C.: «Se parliamo di crescita, in alcuni casi editoriali un ruolo importante è stato ricoperto dalla stampa di settore, seppur in una percentuale variabile. A questo proposito come sono i vostri rapporti con la stampa?»

A.B.: «È un ambito difficile. Credo sia stato il settore in cui abbiamo faticato di più. Di noi quattro Manola e Benedetta sono sicuramente le più inclini ai rapporti con la stampa (includendo anche il discorso dei social), ma occorreva comunque qualcuno che si occupasse unicamente di quello. Adesso, abbiamo finalmente trovato una persona molto in gamba che segue questa attività e, per la collana dei b8ttoni abbiamo anche Otago, un’agenzia stampa che lavora solo su quella linea. Poi ci sono stati dei casi in cui senza che facessimo qualcosa, ci siamo ritrovate sulla carta stampata come è accaduto ad esempio per Humoursex, che è stato recensito da Nadia Terranova su Tuttolibri e ancora Duplex su cui ha scritto Latronico nelle pagine di Repubblica».
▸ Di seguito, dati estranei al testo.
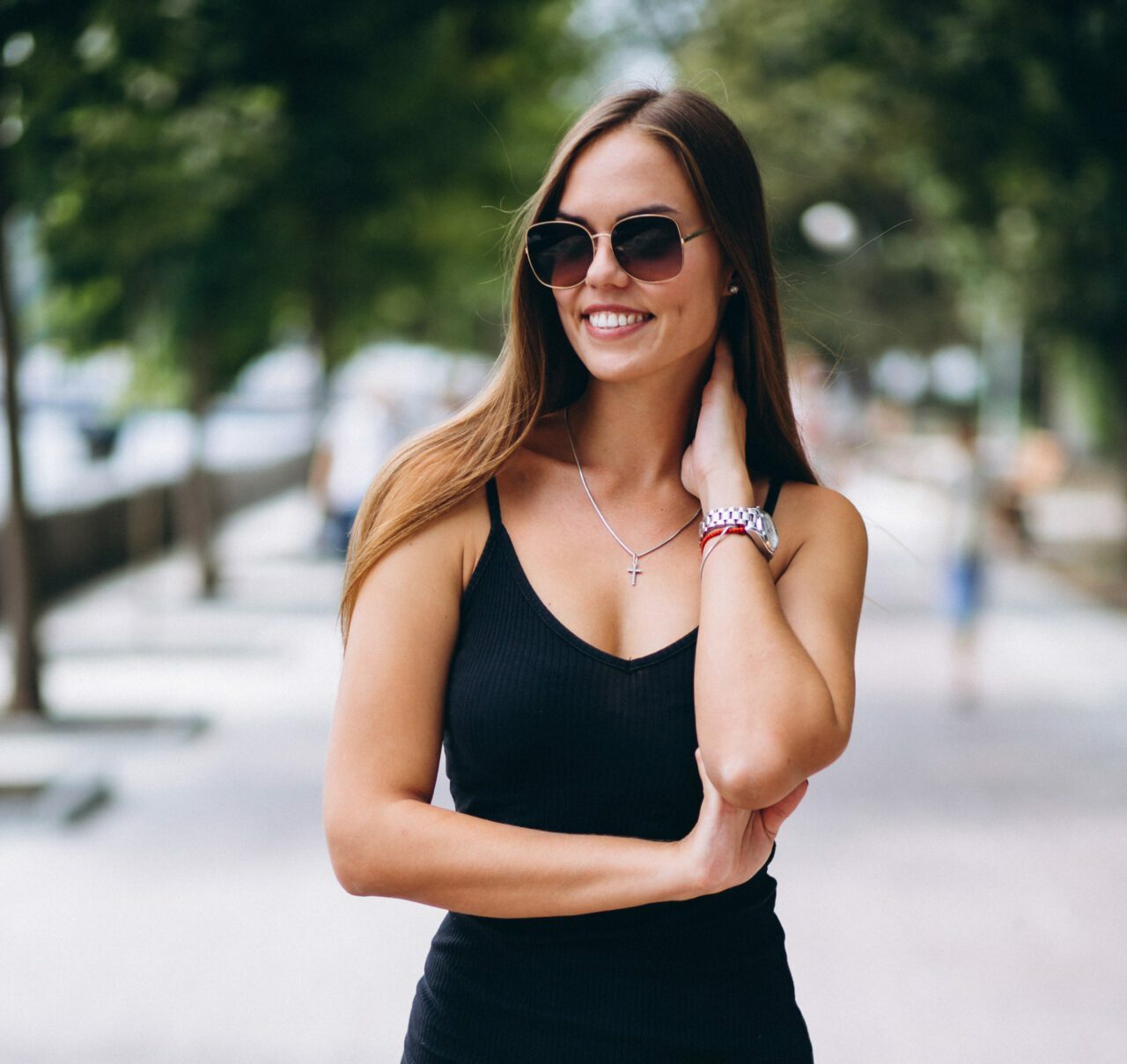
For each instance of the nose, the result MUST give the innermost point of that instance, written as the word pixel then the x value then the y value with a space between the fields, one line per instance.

C.: «Anche le presentazioni contribuiscono allo sviluppo di un titolo e conseguentemente del suo editore.  Com’è Milano come piazza?».
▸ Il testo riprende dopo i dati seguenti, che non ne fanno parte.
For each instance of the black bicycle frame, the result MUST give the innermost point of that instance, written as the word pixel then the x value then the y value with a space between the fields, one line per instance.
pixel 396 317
A.B.: «Per gli indipendenti Milano non è una buona piazza. La gente, di solito, si sposta solamente per eventi con il grande nome, con conseguente sold out, ma per il piccolo nome, come per l’esordiente non è così. Spostandosi di poco, già in provincia ad esempio, la situazione cambia in meglio. Pavia ad esempio è molto attiva a livello di incontri e presentazioni pur avendo di fatto solo una libreria che si spende in questo senso. Ecco così che, al netto delle dimensioni e del pubblico potenziale, la provincia diviene un punto di riferimento in questo senso. Ci sono delle realtà indipendenti e dinamiche anche a Milano, come per esempio la libreria la Scatola Lilla: la sua titolare è una persona molto brava e capace ed ha anche buoni rapporti con la radio, ma in ogni caso portare la gente a quel tipo di piccoli eventi è sempre piuttosto faticoso. C’è sempre qualche grande evento a polarizzare l’attenzione del pubblico, non solo la Settimana della Moda ed il Salone del Mobile. Il risultato è che tutti gli altri appuntamenti di diversa portata ne risentono».

C.: «Ad ogni modo ogni anno voi siete sempre più attive, sia virtualmente sui social, che in presenza su un numero di fiere che è in continua crescita su tutta Italia, dagli appuntamenti più grandi ed istituzionali alle rassegne minori, incluse quelle “di quartiere”. Oggi qui, a Villa Lais legge, ne abbiamo avuto una ulteriore conferma. Il vostro catalogo è variegato e non mancano di certo le pubblicazioni coraggiose. Grazie del tuo tempo Alessandra. Ci vediamo alla prossima fiera e comunque ci sentiamo per la lettura del prossimo titolo di 8tto».

A.B. «Grazie a voi e soprattutto grazie per tutto quello che fate per l’editoria indipendente. A presto».